Between fieldwork, algorithms, and reality checks
Walking through the institute with Sam quickly reveals how complex this work is in practice. Hyperspectral cameras worth millions of euros and classified as dual-use technology come with strict regulations. Drones used for fieldwork require logistical workarounds – the batteries cannot simply be shipped due to the risk of explosion.
Sam’s role sits right at the interface between fundamental research, technological development, and real-world constraints like paperwork, permitting and the distance a mule can carry kilos of equipment across rough terrain.
Interdisciplinarity: beyond the buzzword
Sam stresses that geoscience is inherently interdisciplinary. Physics, chemistry, biology, and computer science all come together when trying to understand the Earth.

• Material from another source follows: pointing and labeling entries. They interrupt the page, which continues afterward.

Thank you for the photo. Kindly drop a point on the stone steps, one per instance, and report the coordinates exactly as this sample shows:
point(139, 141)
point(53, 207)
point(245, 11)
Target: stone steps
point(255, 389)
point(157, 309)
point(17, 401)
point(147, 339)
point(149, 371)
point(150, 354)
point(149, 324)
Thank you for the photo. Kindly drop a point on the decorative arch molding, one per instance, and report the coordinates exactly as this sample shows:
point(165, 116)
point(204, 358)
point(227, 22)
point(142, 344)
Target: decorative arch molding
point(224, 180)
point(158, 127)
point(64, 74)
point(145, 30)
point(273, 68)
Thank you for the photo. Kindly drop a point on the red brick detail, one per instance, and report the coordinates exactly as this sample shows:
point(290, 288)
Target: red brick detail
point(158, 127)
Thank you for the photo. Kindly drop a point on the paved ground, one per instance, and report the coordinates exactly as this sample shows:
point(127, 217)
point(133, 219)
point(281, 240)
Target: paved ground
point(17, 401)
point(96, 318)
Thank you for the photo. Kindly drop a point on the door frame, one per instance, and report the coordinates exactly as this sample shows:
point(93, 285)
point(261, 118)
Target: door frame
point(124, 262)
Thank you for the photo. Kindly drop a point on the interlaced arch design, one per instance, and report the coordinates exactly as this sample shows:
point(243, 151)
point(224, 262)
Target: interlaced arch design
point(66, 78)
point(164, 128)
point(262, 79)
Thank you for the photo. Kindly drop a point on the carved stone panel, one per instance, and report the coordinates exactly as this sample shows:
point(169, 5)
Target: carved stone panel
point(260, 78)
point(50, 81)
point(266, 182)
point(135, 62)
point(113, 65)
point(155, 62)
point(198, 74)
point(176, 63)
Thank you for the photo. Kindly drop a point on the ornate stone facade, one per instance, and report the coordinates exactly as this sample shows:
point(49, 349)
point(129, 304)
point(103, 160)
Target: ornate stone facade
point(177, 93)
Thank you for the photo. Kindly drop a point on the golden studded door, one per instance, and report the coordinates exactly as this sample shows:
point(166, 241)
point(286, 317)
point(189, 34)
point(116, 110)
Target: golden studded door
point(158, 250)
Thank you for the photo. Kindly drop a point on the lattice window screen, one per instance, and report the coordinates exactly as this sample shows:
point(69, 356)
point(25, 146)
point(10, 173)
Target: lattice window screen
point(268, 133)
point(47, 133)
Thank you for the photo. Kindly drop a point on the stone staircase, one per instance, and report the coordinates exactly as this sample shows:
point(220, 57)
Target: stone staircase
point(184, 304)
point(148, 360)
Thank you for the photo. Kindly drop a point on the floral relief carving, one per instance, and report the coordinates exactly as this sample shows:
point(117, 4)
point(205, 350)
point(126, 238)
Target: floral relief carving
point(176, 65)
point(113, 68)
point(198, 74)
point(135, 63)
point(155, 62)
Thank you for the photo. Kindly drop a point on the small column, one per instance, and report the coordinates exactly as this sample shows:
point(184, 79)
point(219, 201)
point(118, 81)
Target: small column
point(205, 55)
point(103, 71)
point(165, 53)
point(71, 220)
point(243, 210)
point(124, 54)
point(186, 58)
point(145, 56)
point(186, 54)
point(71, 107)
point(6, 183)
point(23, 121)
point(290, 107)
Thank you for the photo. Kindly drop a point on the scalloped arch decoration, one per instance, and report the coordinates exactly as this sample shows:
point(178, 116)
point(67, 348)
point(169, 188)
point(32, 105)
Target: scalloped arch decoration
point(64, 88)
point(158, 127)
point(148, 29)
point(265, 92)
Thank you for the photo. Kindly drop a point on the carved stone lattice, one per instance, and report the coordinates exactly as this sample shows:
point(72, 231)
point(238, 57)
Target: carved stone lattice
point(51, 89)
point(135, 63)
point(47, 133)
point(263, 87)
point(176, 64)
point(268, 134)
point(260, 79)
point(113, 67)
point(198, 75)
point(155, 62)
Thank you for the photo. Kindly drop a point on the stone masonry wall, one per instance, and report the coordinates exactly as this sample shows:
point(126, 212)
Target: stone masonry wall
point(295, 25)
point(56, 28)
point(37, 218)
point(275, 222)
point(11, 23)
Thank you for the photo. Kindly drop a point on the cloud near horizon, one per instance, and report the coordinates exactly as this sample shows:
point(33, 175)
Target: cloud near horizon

But working across disciplines is not just about combining methods – it is about communication.
“There’s no way around spending quite a lot of time building a common language. Otherwise, you simply can’t talk about the details properly.”
He also points to a tension many researchers will recognize:
“There’s the marketing of interdisciplinarity – and then there’s actually doing it.”
Building networks, investing time in shared understanding, and finding the right collaborators are essential – but often underestimated parts of the work.
A breakthrough and the role of risk
Sam experienced what cannot be planned: a breakthrough.
Together with a team member funded through the Boost project, he developed a new computational representation for geological structures – more flexible than existing approaches and opening up multiple future research directions.
“The ideas were high-risk. There was a large chance it wouldn’t work.”
This is where the Boost Fund plays a specific role.
“It’s sort of a seed funding. It allows you to try something new. And if it doesn’t work – that’s also okay. You are allowed to fail.”
TOP 3 career advice from Sam Thiele
- Be aware of the gap between “interdisciplinary” as a label and as practice
“It’s much easier to pretend to be interdisciplinary than to actually do it.”
Real interdisciplinary work requires depth in at least one field, plus the effort to translate, integrate, and follow through — not just positioning.
- Build your network early – and invest in it
Interdisciplinary work depends on people who understand each other. Building that takes time.
- Don’t be afraid to try things that might fail
“Science is about being wrong in a useful way. Scientists should fail and fail fast and fail often. You may need to try lots of different things until you find something that works. The challenge is thus to construct failures in a way that you learn something useful. ”
Why the Klaus Tschira Boost Fund matters
Sam describes the Boost Fund as filling a gap in the funding landscape – especially for researchers who are not yet eligible for large-scale grants or who fall outside standard funding schemes.
“It gives you the flexibility to explore ideas and develop your own direction. That’s something that’s often missing.”
About the KT Boost Fund
The Boost Fund supports postdoctoral researchers and early group leaders in Germany with flexible funding for independent, often higher-risk and interdisciplinary projects, combined with career development opportunities and access to a strong peer network.
The program addresses a critical phase after the PhD, where researchers are expected to develop independence, but often lack the resources and flexibility to do so.